Article In Brief
Pulling data from two separate meta-analyses, researchers found an associated risk between patients with the LRRK2 mutation and different cancers. Experts suggested that carriers of this variant be screened for early detection of cancer.
A multicenter team of scientists have identified an almost five to 10-fold increased risk of leukemia, and a 2.3-fold increased risk of colon cancer in patients with Parkinson’s disease (PD) who carry the leucine rich repeat kinase 2 (LRRK2) G2019S mutation (from two separate analyses).
They also found an almost two-fold higher risk of skin cancer in LRRK2-PD patients compared with those with idiopathic PD and age-matched controls. The findings were published online July 26 in Movement Disorders.
The discovery of a link between cancer and Parkinson’s disease is not new, but the findings from several epidemiological studies have been mixed, and they were generally too small in number to make clear cut recommendations.
This study includes assessments from information gathered on 2,365 Parkinson’s patients, however, and the implications are this: People with the LRRK2 G2019S mutation do have a substantially higher risk for certain cancers and neurologists should take this into account when managing their patient’s medical needs.
“We might consider that if someone is a carrier of the LRRK2 G2019S mutation they should be closely monitored for Parkinson’s and for certain cancers,” said Ilir Agalliu, MD, PhD, associate professor in the department of epidemiology and population health at Albert Einstein College of Medicine, which collaborated with other medical centers in New York, California, Israel, Spain, and Germany.
Dr.
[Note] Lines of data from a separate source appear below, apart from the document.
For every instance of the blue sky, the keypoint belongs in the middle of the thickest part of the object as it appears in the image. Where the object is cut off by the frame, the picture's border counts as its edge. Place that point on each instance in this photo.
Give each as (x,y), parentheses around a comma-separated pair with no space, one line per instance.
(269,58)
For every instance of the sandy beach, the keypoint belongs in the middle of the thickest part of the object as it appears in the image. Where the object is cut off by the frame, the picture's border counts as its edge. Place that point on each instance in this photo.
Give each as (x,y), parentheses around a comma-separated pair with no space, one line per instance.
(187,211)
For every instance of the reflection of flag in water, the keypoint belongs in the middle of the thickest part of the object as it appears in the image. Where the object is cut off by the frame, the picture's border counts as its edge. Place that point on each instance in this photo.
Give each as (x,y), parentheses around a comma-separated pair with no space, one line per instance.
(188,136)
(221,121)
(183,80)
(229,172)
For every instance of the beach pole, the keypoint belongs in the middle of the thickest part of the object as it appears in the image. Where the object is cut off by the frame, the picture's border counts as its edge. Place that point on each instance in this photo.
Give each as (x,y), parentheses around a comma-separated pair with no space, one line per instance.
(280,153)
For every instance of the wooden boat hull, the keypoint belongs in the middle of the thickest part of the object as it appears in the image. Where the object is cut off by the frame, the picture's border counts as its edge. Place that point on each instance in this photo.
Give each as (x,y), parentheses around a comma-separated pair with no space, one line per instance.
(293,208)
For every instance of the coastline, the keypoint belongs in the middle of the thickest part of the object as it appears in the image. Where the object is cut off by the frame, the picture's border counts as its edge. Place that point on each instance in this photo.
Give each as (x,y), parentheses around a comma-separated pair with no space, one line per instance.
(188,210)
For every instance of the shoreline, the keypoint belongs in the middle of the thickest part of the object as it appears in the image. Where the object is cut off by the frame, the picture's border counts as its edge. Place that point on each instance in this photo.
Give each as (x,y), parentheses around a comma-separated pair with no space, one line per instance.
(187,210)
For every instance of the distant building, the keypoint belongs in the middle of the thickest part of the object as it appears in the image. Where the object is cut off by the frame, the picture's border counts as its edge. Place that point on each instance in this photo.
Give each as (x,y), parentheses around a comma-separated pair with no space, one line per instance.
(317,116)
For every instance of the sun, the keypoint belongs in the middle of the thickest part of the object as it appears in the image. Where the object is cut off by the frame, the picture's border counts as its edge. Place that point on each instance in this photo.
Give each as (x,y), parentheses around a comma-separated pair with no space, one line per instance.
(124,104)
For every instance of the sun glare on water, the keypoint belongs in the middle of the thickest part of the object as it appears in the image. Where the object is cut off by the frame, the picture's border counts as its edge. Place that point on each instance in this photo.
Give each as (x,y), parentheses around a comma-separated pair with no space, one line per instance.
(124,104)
Agalliu, a cancer epidemiologist, said that previous studies have identified a relationship between PD and cancer, and the findings have generally pointed to a decreased cancer risk in smoking-related cancers and other cancers, with the exception of a higher risk for melanoma.
But the numbers didn’t seem to add up for people with the LRRK2 mutations, and a small number of studies were suggesting a higher signal for non-skin cancers and breast cancers.
Dr. Agalliu and senior author Rachel Saunders-Pullman, MD, MPH, the Bachmann-Strauss professor and associate professor of neurology at the Icahn School of Medicine at Mount Sinai and chief of movement disorders at Mount Sinai Beth Israel, and their colleagues were funded by the Michael J Fox Foundation to collaborate with other MJFF LRRK2 consortium sites to look further into this association.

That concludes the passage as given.